On ne s’étonne donc pas que l’intérêt de l’auteur, confronté à des œuvres originales déjà multilingues11, se soit tourné vers la « poésie sémantique », laquelle consiste, comme le savent bien les Oulipiens12, à remplacer systématiquement un terme par sa définition paraphrastique. Ce procédé n’est pas sans lien avec l’« atomisme logique » de Bertrand Russell selon qui « toute proposition que nous pouvons comprendre doit être composée uniquement de constituants dont nous avons l’expérience directe13. » Or avant d’écrire un traité Sur la poésie sémantique14, Stefan Themerson la définit pour la première fois dans Bayamus. Dès les premières lignes, le narrateur à la première personne se voit proposer d’aller successivement au « Théâtre anatomique » puis au « Théâtre de poésie sémantique », par Bayamus, un mutant avec une troisième jambe munie d’un patin et le seul spécimen de son espèce, qu’il souhaite donc propager. Parcourant avec lui une Londres fantaisiste en direction du « Théâtre de poésie sémantique », le narrateur croise ensuite Kurt Schwitters et Karl Mayer (scénariste du Cabinet du docteur Caligari exilé à Londres et censé être mort en 1943, comme le précise le texte dont l’action se déroule après cette date), qui lui demande justement de quoi il s’agit :
Je ne le sais pas encore exactement. C’est pourquoi je m’y rends. Mais j’imagine que ce doit être quelque chose comme de la peinture faite à partir de couleurs prises directement telles qu’elles sont fournies par Messrs Rowney, ou Messrs Winsor et Newton, ou Messrs Lefranc. Sans les mélanger sur la palette. Ce doit être une sorte d’écriture poétique, avec des mots dépouillés de toute aura associative, pris directement tels qu’ils sont fournis par le dictionnaire usuel15.

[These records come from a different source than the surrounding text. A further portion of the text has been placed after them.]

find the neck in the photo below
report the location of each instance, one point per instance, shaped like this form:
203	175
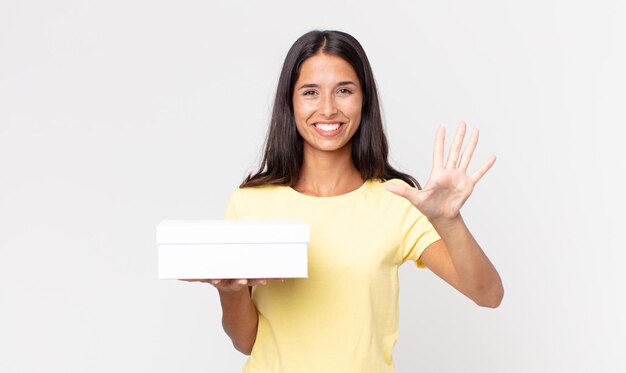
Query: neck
325	174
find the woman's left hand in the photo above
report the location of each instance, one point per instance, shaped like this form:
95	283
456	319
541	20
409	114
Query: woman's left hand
448	185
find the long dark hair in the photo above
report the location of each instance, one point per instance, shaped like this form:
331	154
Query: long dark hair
283	154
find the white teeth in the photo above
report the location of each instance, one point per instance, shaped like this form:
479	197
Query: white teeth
327	127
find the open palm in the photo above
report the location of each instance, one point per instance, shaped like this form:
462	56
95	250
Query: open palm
448	185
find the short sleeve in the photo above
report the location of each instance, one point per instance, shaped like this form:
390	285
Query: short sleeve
417	234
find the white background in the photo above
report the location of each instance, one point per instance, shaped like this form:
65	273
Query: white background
115	115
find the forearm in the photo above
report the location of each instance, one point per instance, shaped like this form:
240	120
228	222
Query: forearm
477	275
239	318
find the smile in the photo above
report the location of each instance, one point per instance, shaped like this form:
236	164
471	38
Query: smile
327	127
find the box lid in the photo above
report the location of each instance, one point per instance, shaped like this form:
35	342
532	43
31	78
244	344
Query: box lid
231	231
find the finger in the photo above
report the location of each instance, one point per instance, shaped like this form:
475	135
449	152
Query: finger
401	190
440	138
482	170
455	148
467	154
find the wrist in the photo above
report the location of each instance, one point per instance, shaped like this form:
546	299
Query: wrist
444	224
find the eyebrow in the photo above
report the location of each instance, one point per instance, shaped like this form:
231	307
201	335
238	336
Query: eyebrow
313	85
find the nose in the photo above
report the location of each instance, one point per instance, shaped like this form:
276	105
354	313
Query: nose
328	106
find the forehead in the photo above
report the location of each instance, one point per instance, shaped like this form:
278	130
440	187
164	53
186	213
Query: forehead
324	68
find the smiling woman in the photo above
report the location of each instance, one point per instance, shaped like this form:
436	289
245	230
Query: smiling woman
325	164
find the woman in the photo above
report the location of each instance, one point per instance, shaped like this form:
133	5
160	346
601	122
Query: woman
325	163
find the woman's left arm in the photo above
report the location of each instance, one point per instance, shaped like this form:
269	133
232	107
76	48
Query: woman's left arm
456	258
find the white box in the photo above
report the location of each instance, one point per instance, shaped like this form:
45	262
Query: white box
232	249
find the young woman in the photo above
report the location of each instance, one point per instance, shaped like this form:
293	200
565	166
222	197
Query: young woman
325	164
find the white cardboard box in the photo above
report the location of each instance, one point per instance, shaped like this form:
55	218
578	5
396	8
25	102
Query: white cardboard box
232	249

L’ouvrage consacre ensuite quatre chapitres, tous numérotés 11, à la pratique de la « poésie sémantique ». Toutefois, un des intérêts de cette définition encore approximative, c’est qu’elle semble d’emblée s’appliquer aux couleurs (les noms cités évoquant des fabricants de matériaux d’art britanniques et français) aussi bien qu’aux mots – comme, du reste, la « proposition » de Russell, dont les composants ne se limitent pas aux mots au sein des phrases, mais recouvrent aussi les sons, les couleurs, voire les images et sensations.

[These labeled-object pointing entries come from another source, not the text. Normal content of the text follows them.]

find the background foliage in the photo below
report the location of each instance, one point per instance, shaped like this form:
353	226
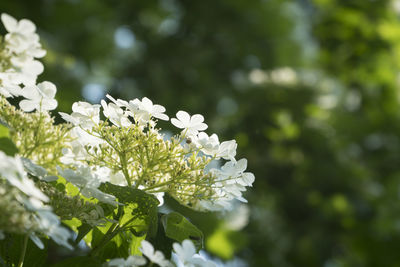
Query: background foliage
308	88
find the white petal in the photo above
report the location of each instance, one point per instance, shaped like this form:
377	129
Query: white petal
9	22
196	119
201	127
49	104
26	26
183	116
177	123
48	89
28	105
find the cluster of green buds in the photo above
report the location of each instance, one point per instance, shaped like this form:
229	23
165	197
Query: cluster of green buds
102	177
128	149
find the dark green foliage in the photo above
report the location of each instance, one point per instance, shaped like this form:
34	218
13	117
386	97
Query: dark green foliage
327	179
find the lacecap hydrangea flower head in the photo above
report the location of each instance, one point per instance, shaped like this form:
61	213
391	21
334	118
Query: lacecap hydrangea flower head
105	170
128	149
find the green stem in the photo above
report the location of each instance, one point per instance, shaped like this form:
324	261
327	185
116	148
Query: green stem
112	231
23	252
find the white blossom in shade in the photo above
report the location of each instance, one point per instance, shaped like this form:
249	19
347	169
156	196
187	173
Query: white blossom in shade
154	256
87	182
186	254
143	111
227	150
83	114
40	97
11	169
22	46
21	35
115	114
191	124
209	144
118	102
233	172
8	86
131	261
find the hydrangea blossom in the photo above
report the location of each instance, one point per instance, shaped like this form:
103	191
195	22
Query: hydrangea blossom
87	182
83	114
144	110
42	220
191	124
40	97
21	47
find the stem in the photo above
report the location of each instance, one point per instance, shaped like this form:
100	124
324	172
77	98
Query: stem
112	231
23	252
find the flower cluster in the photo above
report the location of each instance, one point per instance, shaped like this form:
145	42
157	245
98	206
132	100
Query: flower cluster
18	67
128	149
183	255
33	216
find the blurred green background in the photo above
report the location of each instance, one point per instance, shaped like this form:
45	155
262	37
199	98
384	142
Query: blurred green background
309	89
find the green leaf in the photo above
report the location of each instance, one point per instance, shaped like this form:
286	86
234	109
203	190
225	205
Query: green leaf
138	206
11	247
177	227
83	230
6	145
79	261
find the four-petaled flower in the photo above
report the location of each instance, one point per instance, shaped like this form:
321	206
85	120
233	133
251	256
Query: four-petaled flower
40	97
191	124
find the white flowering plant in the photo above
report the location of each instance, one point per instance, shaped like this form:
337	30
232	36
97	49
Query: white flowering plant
98	179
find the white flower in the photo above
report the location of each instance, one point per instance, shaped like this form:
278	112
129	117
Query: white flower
187	255
88	183
154	256
115	114
40	97
144	110
192	124
131	261
84	115
22	46
209	144
21	36
11	168
235	171
8	86
227	150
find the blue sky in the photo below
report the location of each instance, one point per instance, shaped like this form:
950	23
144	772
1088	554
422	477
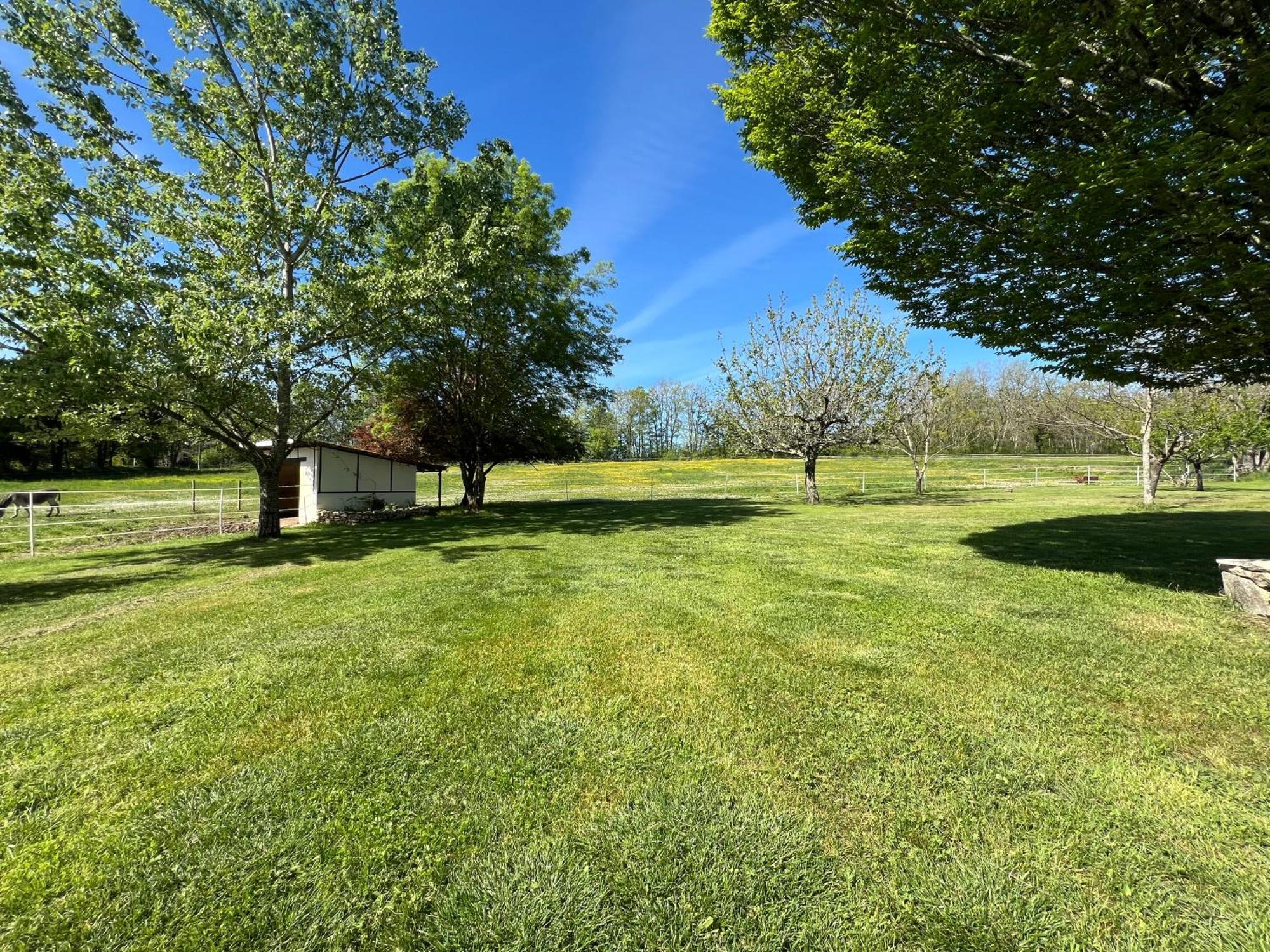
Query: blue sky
612	103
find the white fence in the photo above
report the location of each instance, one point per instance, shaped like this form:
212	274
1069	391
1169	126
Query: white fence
835	484
104	517
114	516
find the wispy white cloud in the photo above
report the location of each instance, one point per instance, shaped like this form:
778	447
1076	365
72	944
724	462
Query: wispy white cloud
716	267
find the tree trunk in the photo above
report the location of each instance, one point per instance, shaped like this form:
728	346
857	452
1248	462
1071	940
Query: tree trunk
473	473
270	522
1150	470
813	494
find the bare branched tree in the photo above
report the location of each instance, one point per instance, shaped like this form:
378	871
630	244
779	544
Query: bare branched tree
921	428
805	383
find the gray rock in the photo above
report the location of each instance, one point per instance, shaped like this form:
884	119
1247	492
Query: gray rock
1247	582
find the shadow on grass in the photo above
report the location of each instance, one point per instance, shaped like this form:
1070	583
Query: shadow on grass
454	536
1175	550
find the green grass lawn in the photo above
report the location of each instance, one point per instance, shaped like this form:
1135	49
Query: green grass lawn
131	506
979	722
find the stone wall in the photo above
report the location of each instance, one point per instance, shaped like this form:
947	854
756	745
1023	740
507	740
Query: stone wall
356	517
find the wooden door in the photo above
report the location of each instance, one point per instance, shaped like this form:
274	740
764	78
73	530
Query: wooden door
289	491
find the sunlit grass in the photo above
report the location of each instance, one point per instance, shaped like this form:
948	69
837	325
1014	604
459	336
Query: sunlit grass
981	722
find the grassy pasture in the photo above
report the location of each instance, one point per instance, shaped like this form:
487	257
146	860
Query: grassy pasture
986	720
128	507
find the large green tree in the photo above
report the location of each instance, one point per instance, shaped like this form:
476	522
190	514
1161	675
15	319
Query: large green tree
492	360
1086	182
261	305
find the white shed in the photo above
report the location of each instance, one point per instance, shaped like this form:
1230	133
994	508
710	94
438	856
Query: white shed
319	475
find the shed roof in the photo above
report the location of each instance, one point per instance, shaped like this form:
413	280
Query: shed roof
345	449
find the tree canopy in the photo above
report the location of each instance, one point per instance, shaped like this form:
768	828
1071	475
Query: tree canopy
1084	182
491	360
253	303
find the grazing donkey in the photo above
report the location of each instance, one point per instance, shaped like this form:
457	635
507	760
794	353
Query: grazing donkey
51	498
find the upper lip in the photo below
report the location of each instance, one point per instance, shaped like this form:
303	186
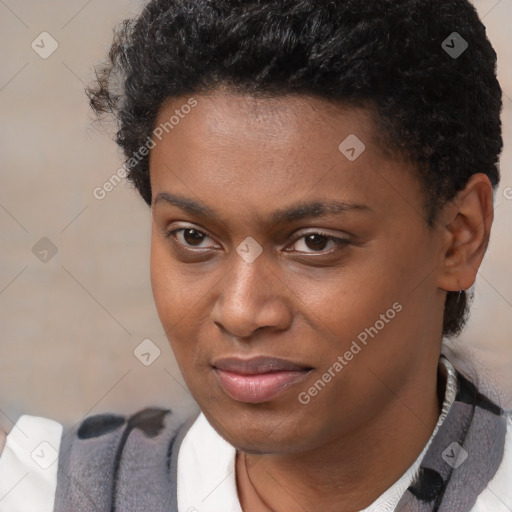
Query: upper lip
259	364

Or cette définition est immédiatement précédée d’une application du concept, par périphrase interposée : « Bayamus regarda le petit objet animé par un ressort enroulé et renfermé dans un boîtier d’argent plat et rond qui était fixé sur un bracelet placé autour de son poignet et qui servait à mesurer le temps16. » Par la glose de l’objet montre, le texte semble s’autoparaphraser et donner son propre mode d’emploi, conformément à la pratique de la poésie sémantique qui consiste à remplacer n’importe quel mot par sa définition dans le dictionnaire. Déjà, au début du 2e chapitre, le terme « urbanisée » apparaît en italique, selon un principe de modalisation autonymique qui précède son explicitation périphrastique17. Plus tard, le narrateur procure une traduction de la chanson des étudiants du Quartier latin (au chapitre 9) et une traduction en poésie sémantique du poème chinois « Boire sous la lune », des « premiers mots d’une ballade russe », de « la glorification des choses créées que fit Saint François » ou d’« une chanson populaire polonaise » (dans le premier chapitre numéroté 11), non sans les faire précéder d’une réflexion sur les problèmes typographiques que cela pose, alors même que la traduction a donné lieu à une récitation orale au « Théâtre de poésie sémantique ». Par sa traduction « sémantique », Themerson entreprend donc des « investigations linguistiques18 » visant apparemment à désambiguïser la langue mais effectivement à la faire sortir de ses gonds sur les plans linguistique et graphique où la tentation de l’autotraduction existe sous d’infinies variantes typographiques et iconiques.
Le plurilinguisme à l’origine des traductions sémantiques
En attendant, toujours perdus en chemin vers le Théâtre de Poésie sémantique dans le chapitre au titre périphrastique « Maison aux colonnes noires », Bayamus et le narrateur demandent leur route à un agent de la circulation. Celui-ci se trouvant être français, ils se lancent dans une querelle définitionnelle concernant un bâtiment dont Bayamus sait d’expérience qu’il s’agit d’un « brothel », ce que l’agent nie énergiquement malgré la description renseignée que vient de lui en donner Bayamus, déployant ainsi la périphrase :
— Peut-être que vous avez fait l’amour avec elle, dit le policier, peut-être que vous lui avez donné deux livres sterling, et une demi-couronne à la vieille sorcière de l’endroit, peut-être que vous vous en êtes allé, mais ce n’est pas un brothel.
— Et qu’est-ce donc alors ? demanda Bayamus.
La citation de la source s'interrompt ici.